Computational fluid dynamics


Computational fluid dynamics is a branch of fluid mechanics that uses numerical analysis and data structures to analyze and solve problems that involve flows. Computers are used to perform the calculations required to simulate the free-stream flow of the fluid, and the interaction of the fluid with surfaces defined by boundary conditions. With high-speed supercomputers, better solutions can be achieved, and are often required to solve the largest and most complex problems. Ongoing research yields software that improves the accuracy and speed of complex simulation scenarios such as transonic or turbulent flows. Initial validation of such software is typically performed using experimental apparatus such as wind tunnels. In addition, previously performed analytical or empirical analysis of a particular problem can be used for comparison. A final validation is often performed using full-scale testing, such as flight tests.
CFD is applied to a range of research and engineering problems in multiple fields of study and industries, including aerodynamics and aerospace analysis, hypersonics, weather simulation, natural science and environmental engineering, industrial system design and analysis, biological engineering, fluid flows and heat transfer, engine and combustion analysis, and visual effects for film and games.

Evolution and Development

The fundamental basis of almost all CFD problems is the Navier–Stokes equations, which define a number of single-phase fluid flows. These equations can be simplified by removing terms describing viscous actions to yield the Euler equations. Further simplification, by removing terms describing vorticity yields the full potential equations. Finally, for small perturbations in subsonic and supersonic flows these equations can be linearized to yield the linearized potential equations.

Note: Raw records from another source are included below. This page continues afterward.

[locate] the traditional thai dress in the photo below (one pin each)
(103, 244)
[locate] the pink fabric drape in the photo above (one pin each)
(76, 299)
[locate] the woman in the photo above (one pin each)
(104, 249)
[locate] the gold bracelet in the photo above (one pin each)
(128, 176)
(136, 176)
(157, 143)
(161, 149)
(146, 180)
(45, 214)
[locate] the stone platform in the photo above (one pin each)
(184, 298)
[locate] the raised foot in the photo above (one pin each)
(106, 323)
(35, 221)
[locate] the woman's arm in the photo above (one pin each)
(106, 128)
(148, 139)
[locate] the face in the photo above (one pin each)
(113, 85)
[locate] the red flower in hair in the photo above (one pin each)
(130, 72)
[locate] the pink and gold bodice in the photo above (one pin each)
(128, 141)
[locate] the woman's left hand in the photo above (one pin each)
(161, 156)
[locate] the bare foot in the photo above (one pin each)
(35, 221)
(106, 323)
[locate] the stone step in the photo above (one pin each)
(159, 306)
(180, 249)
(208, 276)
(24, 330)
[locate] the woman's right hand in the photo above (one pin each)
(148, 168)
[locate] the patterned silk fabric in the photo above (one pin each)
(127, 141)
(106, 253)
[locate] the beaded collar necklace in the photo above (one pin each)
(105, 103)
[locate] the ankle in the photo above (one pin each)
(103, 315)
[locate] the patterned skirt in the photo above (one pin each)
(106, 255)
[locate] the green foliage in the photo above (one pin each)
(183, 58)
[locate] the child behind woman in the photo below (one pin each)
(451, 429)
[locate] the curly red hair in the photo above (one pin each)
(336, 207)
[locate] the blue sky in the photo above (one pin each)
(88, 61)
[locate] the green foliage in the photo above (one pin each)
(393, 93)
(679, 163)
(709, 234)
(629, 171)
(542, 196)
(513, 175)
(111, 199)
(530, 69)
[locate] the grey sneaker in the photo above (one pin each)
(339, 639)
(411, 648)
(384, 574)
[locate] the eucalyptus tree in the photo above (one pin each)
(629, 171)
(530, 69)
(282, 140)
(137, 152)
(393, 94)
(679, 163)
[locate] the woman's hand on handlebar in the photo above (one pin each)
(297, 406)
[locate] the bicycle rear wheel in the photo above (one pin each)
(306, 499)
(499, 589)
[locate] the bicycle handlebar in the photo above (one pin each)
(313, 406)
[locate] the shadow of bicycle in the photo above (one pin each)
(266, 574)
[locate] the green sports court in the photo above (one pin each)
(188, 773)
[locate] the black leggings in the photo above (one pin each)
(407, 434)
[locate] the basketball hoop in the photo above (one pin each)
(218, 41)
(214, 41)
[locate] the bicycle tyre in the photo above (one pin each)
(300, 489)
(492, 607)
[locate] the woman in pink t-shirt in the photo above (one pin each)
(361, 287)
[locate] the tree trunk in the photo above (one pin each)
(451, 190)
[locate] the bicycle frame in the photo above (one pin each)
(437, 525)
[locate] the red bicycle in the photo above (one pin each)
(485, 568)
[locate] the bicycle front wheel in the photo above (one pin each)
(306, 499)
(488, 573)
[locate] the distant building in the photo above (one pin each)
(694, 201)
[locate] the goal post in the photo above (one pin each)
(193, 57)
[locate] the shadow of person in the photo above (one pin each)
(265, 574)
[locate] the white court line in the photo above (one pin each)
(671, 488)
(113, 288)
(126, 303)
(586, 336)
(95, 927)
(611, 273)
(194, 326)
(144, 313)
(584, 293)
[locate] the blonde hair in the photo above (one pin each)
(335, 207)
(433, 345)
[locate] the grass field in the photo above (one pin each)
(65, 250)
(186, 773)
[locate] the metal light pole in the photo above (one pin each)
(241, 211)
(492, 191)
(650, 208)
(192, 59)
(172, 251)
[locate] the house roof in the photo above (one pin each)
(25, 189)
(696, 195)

Historically, methods were first developed to solve the linearized potential equations. Two-dimensional methods, using conformal transformations of the flow about a cylinder to the flow about an airfoil were developed in the 1930s.
One of the earliest type of calculations resembling modern CFD are those by Lewis Fry Richardson, in the sense that these calculations used finite differences and divided the physical space in cells. Although they failed dramatically, these calculations, together with Richardson's book Weather Prediction by Numerical Process, set the basis for modern CFD and numerical meteorology. In fact, early CFD calculations during the 1940s using ENIAC used methods close to those in Richardson's 1922 book.

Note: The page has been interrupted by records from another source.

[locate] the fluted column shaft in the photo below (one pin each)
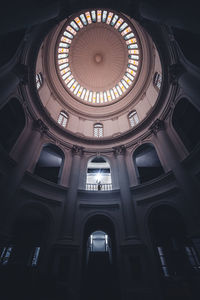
(126, 199)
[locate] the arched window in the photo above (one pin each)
(98, 175)
(185, 121)
(49, 165)
(12, 122)
(39, 80)
(157, 80)
(62, 119)
(147, 163)
(133, 118)
(98, 130)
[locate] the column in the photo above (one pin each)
(14, 179)
(126, 199)
(67, 229)
(171, 158)
(10, 80)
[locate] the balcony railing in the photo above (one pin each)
(99, 187)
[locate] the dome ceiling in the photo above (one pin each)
(98, 67)
(98, 56)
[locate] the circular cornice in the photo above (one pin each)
(68, 102)
(30, 93)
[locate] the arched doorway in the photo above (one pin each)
(98, 174)
(50, 163)
(99, 261)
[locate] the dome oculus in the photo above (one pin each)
(101, 64)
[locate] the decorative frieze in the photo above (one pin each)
(157, 126)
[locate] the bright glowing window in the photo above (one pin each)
(62, 119)
(75, 26)
(157, 80)
(39, 80)
(98, 130)
(133, 118)
(5, 255)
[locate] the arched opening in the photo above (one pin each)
(133, 118)
(63, 119)
(185, 121)
(147, 163)
(100, 275)
(12, 122)
(98, 130)
(177, 255)
(98, 175)
(39, 80)
(157, 80)
(99, 241)
(20, 262)
(50, 163)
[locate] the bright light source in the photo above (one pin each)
(98, 177)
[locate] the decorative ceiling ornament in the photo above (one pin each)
(98, 56)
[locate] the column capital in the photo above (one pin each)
(39, 125)
(157, 126)
(119, 150)
(77, 150)
(175, 71)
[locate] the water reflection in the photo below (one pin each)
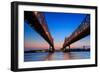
(45, 56)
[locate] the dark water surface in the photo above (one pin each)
(44, 56)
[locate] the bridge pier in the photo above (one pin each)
(66, 49)
(51, 49)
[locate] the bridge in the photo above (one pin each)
(37, 21)
(82, 31)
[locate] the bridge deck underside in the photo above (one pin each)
(79, 36)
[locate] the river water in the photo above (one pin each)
(44, 56)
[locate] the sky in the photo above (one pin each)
(60, 25)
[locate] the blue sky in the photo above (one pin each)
(60, 25)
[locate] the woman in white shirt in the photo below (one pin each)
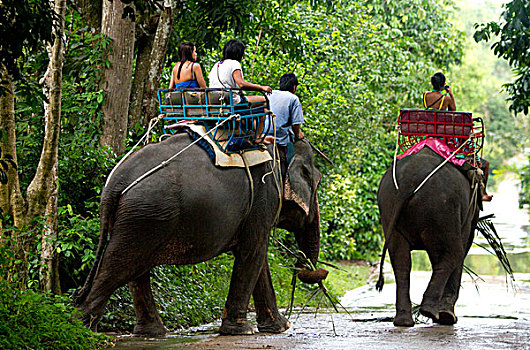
(227, 73)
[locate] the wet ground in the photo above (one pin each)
(493, 312)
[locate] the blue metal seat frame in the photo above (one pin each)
(175, 106)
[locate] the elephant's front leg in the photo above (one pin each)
(269, 318)
(399, 251)
(147, 319)
(248, 262)
(446, 313)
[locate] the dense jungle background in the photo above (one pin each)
(74, 101)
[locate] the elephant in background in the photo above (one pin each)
(439, 218)
(190, 211)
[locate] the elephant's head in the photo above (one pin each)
(300, 213)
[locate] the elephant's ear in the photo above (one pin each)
(303, 177)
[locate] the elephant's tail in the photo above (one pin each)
(79, 296)
(381, 280)
(403, 199)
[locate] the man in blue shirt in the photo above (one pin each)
(289, 117)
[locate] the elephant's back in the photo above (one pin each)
(425, 194)
(185, 198)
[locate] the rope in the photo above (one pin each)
(151, 126)
(163, 164)
(273, 116)
(251, 182)
(441, 165)
(395, 158)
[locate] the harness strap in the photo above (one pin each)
(432, 104)
(163, 164)
(251, 183)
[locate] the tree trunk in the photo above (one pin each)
(158, 54)
(117, 77)
(49, 275)
(144, 45)
(11, 200)
(45, 180)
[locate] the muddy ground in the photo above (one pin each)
(493, 312)
(492, 317)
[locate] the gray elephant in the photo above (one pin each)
(190, 211)
(439, 218)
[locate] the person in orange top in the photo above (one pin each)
(437, 99)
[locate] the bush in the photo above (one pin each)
(31, 320)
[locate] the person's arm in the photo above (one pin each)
(297, 118)
(238, 78)
(451, 102)
(298, 134)
(172, 80)
(198, 76)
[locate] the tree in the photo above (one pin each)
(513, 33)
(118, 23)
(40, 199)
(52, 82)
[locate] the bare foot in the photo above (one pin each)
(268, 140)
(487, 197)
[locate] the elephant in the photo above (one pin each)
(190, 211)
(439, 218)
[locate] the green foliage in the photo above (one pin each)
(512, 44)
(357, 66)
(524, 194)
(31, 320)
(24, 26)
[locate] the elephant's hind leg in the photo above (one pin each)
(399, 251)
(249, 256)
(269, 318)
(147, 319)
(443, 268)
(447, 304)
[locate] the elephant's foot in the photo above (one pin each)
(276, 324)
(153, 329)
(403, 319)
(446, 317)
(238, 327)
(430, 311)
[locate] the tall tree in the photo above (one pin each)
(150, 59)
(513, 32)
(52, 86)
(118, 23)
(25, 210)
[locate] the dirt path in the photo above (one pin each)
(493, 314)
(498, 319)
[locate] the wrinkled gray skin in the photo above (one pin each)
(439, 219)
(188, 212)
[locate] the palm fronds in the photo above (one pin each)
(487, 229)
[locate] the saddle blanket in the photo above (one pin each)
(251, 157)
(437, 146)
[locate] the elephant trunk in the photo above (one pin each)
(309, 239)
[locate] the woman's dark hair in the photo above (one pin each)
(438, 81)
(234, 50)
(185, 54)
(288, 81)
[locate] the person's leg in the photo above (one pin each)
(485, 167)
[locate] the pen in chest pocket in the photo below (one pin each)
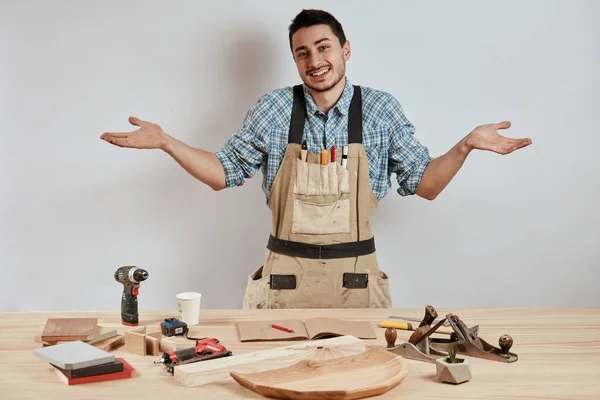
(324, 157)
(303, 151)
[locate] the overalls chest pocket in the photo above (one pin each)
(321, 199)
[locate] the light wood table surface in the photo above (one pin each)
(558, 349)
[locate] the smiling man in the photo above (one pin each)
(327, 150)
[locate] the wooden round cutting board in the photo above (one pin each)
(369, 373)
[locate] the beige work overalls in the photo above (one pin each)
(321, 252)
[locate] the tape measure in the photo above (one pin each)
(173, 327)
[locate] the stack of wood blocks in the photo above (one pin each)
(140, 342)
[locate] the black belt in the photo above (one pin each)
(326, 251)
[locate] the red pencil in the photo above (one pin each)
(281, 328)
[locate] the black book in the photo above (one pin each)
(114, 366)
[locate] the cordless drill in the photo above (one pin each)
(130, 276)
(205, 349)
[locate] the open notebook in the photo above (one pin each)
(314, 328)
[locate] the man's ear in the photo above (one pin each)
(346, 50)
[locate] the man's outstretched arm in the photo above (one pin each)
(440, 171)
(202, 165)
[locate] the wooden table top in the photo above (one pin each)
(558, 349)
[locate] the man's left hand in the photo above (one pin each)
(486, 137)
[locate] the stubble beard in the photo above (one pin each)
(338, 78)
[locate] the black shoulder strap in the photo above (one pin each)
(298, 116)
(355, 117)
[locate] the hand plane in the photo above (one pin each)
(422, 347)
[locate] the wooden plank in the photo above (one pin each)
(370, 373)
(201, 373)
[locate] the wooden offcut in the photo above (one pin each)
(370, 373)
(69, 329)
(202, 373)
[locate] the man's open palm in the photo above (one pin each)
(149, 136)
(486, 137)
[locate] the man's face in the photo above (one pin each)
(320, 59)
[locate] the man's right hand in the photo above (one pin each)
(149, 136)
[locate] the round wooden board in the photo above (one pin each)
(369, 373)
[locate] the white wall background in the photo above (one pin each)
(509, 231)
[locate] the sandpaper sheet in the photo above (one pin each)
(74, 355)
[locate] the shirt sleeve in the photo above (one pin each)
(408, 158)
(245, 151)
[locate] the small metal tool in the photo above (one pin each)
(422, 347)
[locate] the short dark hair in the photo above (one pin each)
(308, 18)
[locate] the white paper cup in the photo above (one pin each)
(188, 305)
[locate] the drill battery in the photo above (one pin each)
(173, 327)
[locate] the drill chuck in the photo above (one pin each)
(140, 275)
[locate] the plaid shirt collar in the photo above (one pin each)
(343, 104)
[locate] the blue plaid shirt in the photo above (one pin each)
(388, 139)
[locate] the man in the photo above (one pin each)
(327, 150)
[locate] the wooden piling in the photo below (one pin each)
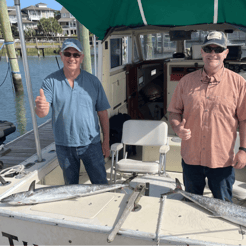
(10, 46)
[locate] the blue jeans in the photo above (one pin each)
(93, 160)
(220, 180)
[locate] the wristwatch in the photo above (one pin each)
(242, 148)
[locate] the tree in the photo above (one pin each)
(1, 33)
(29, 32)
(49, 26)
(14, 30)
(57, 14)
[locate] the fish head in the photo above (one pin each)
(16, 199)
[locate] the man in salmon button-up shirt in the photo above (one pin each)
(206, 109)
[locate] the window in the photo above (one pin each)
(157, 46)
(119, 51)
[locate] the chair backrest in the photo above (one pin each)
(145, 132)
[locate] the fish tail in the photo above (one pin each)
(178, 187)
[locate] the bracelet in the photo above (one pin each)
(242, 148)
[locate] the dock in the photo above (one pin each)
(24, 146)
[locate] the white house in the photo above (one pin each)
(68, 23)
(39, 11)
(13, 17)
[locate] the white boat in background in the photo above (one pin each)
(139, 75)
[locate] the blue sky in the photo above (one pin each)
(25, 3)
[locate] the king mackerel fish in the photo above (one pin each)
(58, 193)
(219, 208)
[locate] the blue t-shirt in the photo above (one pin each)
(74, 110)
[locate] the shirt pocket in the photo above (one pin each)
(192, 102)
(225, 105)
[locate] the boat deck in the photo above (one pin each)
(24, 146)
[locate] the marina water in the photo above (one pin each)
(17, 109)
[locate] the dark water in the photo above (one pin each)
(17, 109)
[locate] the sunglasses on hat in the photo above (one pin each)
(209, 49)
(69, 54)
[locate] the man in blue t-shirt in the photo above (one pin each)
(77, 100)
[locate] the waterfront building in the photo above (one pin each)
(68, 23)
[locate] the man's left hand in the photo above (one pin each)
(105, 149)
(240, 160)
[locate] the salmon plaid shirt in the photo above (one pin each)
(213, 107)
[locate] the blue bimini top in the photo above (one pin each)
(74, 110)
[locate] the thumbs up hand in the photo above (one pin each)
(183, 132)
(42, 106)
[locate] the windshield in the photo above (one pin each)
(159, 45)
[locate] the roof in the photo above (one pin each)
(28, 22)
(66, 19)
(13, 13)
(37, 8)
(103, 17)
(63, 10)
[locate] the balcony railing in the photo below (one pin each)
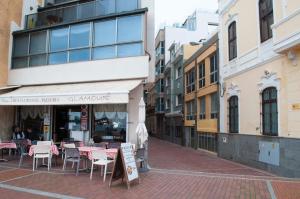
(55, 2)
(79, 12)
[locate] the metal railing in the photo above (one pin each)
(77, 12)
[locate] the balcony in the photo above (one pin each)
(287, 40)
(79, 12)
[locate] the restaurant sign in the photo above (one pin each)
(108, 98)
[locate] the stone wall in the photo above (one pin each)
(247, 149)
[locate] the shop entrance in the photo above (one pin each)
(66, 122)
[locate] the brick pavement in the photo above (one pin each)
(176, 173)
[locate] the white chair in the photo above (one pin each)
(44, 143)
(69, 146)
(41, 152)
(99, 157)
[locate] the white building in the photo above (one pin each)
(79, 68)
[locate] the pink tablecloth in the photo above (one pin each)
(8, 145)
(54, 150)
(87, 151)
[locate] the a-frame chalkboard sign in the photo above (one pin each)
(125, 166)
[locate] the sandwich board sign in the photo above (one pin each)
(125, 166)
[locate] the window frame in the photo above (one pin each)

The computer power available paced development of three-dimensional methods. Probably the first work using computers to model fluid flow, as governed by the Navier–Stokes equations, was performed at Los Alamos National Lab, in the T3 group. This group was led by Francis H. Harlow, who is widely considered one of the pioneers of CFD. From 1957 to late 1960s, this group developed a variety of numerical methods to simulate transient two-dimensional fluid flows, such as particle-in-cell method, fluid-in-cell method, vorticity stream function method, and
marker-and-cell method. Fromm's vorticity-stream-function method for 2D, transient, incompressible flow was the first treatment of strongly contorting incompressible flows in the world.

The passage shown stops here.